Ceasefire in Ethiopia conflict

Ethiopia’s government has declared a “unilateral ceasefire” in the Tigray region after rebel fighters claimed control of the regional capital Mekelle. “The capital of Tigray, Mekelle, is under our control”, Getachew Reda, the spokesperson for the Tigray People’s Liberation Front, told Reuters by satellite phone last night. The BBC says there have been “scenes of jubilation”, with thousands of people in the streets waving flags and setting off fireworks.

5

Third minister used private email

Health Minister Helen Whately used a private email account to conduct government business during the pandemic response, The Guardian reports. The UK’s information watchdog is considering an investigation into the use of Gmail by Whatley and two other health ministers - Matt Hancock and James Bethell - during the Covid pandemic. Boris Johnson has refused to answer when asked if he has ever conducted government business using a personal email account, saying: “I don’t comment on how I conduct government business.”

6

School isolation rules to be scrapped

School isolation rules in England could end in autumn amid growing frustration among parents. Last week, official figures showed that more than 250,000 children in the UK were absent from school because of the isolation rules. In England alone, 172,000 were self-isolating because of potential contact with an infected pupil. England’s children’s commissioner told The Telegraph that children must get back to normal as lockdown had been a “real trauma” for younger people.

7

BBC reprimands Maitlis over tweet

The BBC has said its presenter Emily Maitlis has been reprimanded for sharing a “clearly controversial” post on social media. The Newsnight host retweeted a Piers Morgan post which said: “If failing to quarantine properly is punishable by 10yrs in prison, what is the punishment for failing to properly protect the country from a pandemic?” The BBC’s complaints unit said Maitlis breached editorial guidelines by failing to provide “surrounding context” to ensure impartiality. Morgan described the reprimand as “spineless”.

8

Study: smacking worsens behaviour

Smacking children makes their behaviour worse, according to a new review of two decades of research. The study found that children subjected to physical punishment showed increased behavioural problems with no improvement in behaviour. The Royal College of Paediatrics and Child Health and the National Society for the Prevention of Cruelty to Children are among the groups calling for an outright ban on physical punishment of children.

9

PM ‘re-writing history’ over Hancock

Boris Johnson has been accused of re-writing history after he appeared to claim he sacked Matt Hancock, despite his press team briefing that the former health secretary quit of his own volition. The prime minister said: “I read the story on Friday and we’ve got a new health secretary in post on Saturday, and I think that’s about the right pace to proceed in a pandemic.” Downing Street had previously told reporters that Hancock had not been pressured to step down.

10

Lloyd Webber production ‘not diverse enough’

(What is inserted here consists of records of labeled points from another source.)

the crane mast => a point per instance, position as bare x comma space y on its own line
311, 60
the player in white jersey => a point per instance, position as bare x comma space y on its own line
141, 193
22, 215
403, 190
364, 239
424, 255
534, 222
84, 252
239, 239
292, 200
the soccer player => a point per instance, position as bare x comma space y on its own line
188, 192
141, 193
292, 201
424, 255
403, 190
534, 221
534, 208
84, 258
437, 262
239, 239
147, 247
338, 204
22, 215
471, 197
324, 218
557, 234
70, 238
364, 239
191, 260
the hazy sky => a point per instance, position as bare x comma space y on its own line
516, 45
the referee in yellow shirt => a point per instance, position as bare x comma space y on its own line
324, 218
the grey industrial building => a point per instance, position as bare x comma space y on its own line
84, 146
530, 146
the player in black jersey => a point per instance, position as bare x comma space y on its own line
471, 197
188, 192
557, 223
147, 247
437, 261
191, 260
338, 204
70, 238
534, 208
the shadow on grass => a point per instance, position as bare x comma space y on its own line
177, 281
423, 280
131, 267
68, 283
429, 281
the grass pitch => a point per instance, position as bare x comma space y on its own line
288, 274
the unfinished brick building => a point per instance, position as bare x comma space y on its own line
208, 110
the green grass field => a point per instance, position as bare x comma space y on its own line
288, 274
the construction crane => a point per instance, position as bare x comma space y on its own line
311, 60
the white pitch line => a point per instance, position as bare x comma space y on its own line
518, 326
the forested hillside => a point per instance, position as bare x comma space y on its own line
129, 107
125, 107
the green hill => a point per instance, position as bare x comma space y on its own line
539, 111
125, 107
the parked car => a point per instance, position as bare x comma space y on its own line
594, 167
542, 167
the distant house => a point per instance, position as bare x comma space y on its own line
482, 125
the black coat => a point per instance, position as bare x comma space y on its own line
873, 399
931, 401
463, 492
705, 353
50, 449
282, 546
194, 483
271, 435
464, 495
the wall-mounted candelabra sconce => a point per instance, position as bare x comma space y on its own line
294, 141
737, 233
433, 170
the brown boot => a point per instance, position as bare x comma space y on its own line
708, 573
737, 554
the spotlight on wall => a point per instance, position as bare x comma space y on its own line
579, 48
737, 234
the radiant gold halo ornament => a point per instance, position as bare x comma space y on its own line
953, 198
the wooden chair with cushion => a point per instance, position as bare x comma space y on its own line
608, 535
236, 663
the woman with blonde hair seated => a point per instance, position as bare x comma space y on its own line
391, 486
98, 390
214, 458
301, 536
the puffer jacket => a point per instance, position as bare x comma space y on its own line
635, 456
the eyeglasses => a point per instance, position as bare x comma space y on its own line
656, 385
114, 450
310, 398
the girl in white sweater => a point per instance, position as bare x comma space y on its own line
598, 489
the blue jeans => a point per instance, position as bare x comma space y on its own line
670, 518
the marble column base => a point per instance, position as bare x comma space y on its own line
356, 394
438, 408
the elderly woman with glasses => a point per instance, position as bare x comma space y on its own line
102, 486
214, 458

Campaigners have criticised a new production of Joseph and the Amazing Technicolor Dreamcoat for failing to cast performers with a Middle Eastern and north African (MENA) background. MENA Arts, which campaigns to increase opportunities for artists from a MENA background, described the casting choices for the musical, which opens in London next month, as “very disappointing and confusing”. It said the biblical tale is a “MENA story with MENA characters”.